Methods - In this multicenter trial, we randomly assigned 2725 patients with atrial fibrillation who had undergone PCI to triple therapy with warfarin plus a P2Y12 inhibitor (clopidogrel or ticagrelor) and aspirin (for 1 to 3 months) (triple-therapy group) or dual therapy with dabigatran (110 mg or 150 mg twice daily) plus a P2Y12 inhibitor (clopidogrel or ticagrelor) and no aspirin (110-mg and 150-mg dual-therapy groups). Outside the United States, elderly patients (≥80 years of age; ≥70 years of age in Japan) were randomly assigned to the 110-mg dual-therapy group or the triple-therapy group. The primary end point was a major or clinically relevant nonmajor bleeding event during follow-up (mean follow-up, 14 months). The trial also tested for the noninferiority of dual therapy with dabigatran (both doses combined) to triple therapy with warfarin with respect to the incidence of a composite efficacy end point of thromboembolic events (myocardial infarction, stroke, or systemic embolism), death, or unplanned revascularization.

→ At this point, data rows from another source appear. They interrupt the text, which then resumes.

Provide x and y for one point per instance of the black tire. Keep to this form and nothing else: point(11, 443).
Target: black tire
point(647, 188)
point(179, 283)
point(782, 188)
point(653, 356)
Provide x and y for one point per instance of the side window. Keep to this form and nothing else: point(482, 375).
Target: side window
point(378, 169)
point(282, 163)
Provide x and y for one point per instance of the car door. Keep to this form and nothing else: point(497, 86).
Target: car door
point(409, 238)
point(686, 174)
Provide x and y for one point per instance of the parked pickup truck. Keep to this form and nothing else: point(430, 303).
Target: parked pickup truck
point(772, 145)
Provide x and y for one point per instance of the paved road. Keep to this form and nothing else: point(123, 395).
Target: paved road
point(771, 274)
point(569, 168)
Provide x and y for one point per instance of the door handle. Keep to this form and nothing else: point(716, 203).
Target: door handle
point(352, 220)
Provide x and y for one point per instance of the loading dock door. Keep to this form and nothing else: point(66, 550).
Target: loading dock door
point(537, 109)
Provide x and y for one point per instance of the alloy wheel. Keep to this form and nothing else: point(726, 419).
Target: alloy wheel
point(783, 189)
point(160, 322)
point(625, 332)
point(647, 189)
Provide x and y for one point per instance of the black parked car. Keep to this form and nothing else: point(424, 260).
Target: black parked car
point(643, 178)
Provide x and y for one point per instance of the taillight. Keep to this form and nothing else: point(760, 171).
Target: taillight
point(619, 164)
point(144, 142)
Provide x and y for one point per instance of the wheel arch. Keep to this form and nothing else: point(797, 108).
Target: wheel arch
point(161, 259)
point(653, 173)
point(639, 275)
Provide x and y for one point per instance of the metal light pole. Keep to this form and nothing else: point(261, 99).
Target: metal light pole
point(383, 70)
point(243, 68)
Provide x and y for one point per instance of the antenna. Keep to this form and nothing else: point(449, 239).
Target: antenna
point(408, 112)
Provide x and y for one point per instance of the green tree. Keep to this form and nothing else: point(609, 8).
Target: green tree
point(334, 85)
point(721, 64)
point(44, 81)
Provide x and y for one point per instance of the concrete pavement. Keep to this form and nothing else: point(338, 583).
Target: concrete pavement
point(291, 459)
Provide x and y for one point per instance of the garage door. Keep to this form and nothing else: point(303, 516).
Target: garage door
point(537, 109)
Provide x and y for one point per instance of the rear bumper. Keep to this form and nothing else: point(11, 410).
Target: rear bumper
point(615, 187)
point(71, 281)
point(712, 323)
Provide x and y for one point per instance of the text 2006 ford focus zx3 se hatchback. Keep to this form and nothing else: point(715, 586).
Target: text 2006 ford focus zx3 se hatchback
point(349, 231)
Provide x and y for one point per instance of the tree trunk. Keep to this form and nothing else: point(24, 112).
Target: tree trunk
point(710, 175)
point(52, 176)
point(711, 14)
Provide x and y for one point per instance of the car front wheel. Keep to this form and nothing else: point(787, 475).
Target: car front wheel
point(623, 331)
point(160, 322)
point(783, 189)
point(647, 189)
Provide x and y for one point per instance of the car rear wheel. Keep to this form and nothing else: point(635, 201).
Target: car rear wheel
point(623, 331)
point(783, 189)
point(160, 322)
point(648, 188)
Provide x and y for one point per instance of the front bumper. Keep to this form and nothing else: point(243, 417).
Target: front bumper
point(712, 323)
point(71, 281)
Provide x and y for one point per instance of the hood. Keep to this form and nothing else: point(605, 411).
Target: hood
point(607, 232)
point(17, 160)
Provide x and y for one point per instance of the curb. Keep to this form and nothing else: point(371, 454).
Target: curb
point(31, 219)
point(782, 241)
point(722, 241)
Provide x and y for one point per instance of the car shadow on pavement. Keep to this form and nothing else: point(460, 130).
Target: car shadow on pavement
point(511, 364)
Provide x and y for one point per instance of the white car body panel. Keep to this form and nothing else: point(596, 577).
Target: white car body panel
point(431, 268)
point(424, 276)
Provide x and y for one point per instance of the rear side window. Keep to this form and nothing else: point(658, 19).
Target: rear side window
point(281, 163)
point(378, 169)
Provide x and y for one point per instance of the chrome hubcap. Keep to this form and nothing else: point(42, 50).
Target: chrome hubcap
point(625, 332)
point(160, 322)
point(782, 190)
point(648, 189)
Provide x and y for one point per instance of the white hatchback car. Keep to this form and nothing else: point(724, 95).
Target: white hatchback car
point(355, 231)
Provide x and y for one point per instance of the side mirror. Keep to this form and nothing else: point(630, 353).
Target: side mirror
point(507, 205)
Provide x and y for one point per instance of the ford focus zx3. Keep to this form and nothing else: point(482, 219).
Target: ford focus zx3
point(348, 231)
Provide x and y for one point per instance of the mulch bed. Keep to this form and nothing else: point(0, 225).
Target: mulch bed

Results - The incidence of the primary end point was 15.4% in the 110-mg dual-therapy group as compared with 26.9% in the triple-therapy group (hazard ratio, 0.52; 95% confidence interval [CI], 0.42 to 0.63; P<0.001 for noninferiority; P<0.001 for superiority) and 20.2% in the 150-mg dual-therapy group as compared with 25.7% in the corresponding triple-therapy group, which did not include elderly patients outside the United States (hazard ratio, 0.72; 95% CI, 0.58 to 0.88; P<0.001 for noninferiority). The incidence of the composite efficacy end point was 13.7% in the two dual-therapy groups combined as compared with 13.4% in the triple-therapy group (hazard ratio, 1.04; 95% CI, 0.84 to 1.29; P=0.005 for noninferiority). The rate of serious adverse events did not differ significantly among the groups.


Conclusions - Among patients with atrial fibrillation who had undergone PCI, the risk of bleeding was lower among those who received dual therapy with dabigatran and a P2Y12 inhibitor than among those who received triple therapy with warfarin, a P2Y12 inhibitor, and aspirin. Dual therapy was noninferior to triple therapy with respect to the risk of thromboembolic events. (Funded by Boehringer Ingelheim; RE-DUAL PCI ClinicalTrials.gov number, NCT02164864 .).